Sam Wynne, who opened BrainDead in 2015 with Jeff Fryman, brewer Andrew Huerter, and chef David Pena, told Dallas CultureMap that he, too, found out the news via Facebook.
Another closure posted to Facebook, and then shared via food media, comes from Metropolitan Cafe:
“This is not due to any health issue or injury, or anything forcing us to stop. It just seems that this is the right time to move on. 20 years in one place is a long time, not to mention operating that whole time in a high-traffic, volatile, rapidly changing spot.”

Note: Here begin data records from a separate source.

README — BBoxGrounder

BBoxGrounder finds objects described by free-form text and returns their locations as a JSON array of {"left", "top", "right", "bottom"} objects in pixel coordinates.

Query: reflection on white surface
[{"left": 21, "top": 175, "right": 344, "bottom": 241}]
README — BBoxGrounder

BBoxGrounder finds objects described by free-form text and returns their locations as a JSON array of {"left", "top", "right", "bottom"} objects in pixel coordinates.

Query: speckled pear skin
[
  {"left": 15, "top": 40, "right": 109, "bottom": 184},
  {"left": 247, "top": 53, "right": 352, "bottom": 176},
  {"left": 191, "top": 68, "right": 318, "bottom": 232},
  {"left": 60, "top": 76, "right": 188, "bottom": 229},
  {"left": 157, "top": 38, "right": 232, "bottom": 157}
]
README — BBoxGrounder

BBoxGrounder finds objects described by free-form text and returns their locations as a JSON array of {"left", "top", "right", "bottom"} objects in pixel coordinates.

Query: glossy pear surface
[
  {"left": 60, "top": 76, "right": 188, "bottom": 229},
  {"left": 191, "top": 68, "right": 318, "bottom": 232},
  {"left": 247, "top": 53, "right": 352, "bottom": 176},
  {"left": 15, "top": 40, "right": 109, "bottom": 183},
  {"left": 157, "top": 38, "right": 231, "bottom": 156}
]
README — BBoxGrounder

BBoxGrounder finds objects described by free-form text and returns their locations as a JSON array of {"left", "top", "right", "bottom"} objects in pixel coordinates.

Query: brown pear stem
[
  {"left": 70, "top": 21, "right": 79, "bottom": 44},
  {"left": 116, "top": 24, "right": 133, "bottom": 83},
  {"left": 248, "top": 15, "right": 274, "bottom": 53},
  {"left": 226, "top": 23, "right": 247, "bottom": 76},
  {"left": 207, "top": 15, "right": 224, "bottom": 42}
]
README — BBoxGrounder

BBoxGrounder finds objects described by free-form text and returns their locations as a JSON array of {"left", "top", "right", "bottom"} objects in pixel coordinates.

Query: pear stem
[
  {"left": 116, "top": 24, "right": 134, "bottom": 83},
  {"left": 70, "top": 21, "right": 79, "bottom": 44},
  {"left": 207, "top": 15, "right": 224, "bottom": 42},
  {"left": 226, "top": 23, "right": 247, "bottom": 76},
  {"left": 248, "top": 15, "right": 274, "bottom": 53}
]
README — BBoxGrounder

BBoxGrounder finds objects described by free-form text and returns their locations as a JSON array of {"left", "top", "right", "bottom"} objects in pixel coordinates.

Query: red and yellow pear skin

It’s hard to argue with, We’ve truly just had a good, long run and it’s time to shut it down. Good things simply come to an end. Metropolitan Cafe’s end was the day before Thanksgiving. Metro Cafe is one of those dying breeds that is less about “a concept” and more interested in providing a hot cup of soup or a Greek-style chicken dish. Its owner told the Dallas Morning News that its regulars made it feel like a bar without booze.
The Local Oak and Ten Bells Tavern
The rapid development in Bishop Arts pulls absolutely zero punches. The particular swaths around Zang Boulevard and Davis Street will close The Local Oak and neighbor Ten Bells Tavern. Whereas Ten Bells has active plans to relocate further down the street, the future is less certain for other the neighborhood watering hole. “The pandemic really took the wind out of our sails,” Local Oak owner Alycen Cuellar told Oak Cliff Advocate. They’ll close by the end of this year.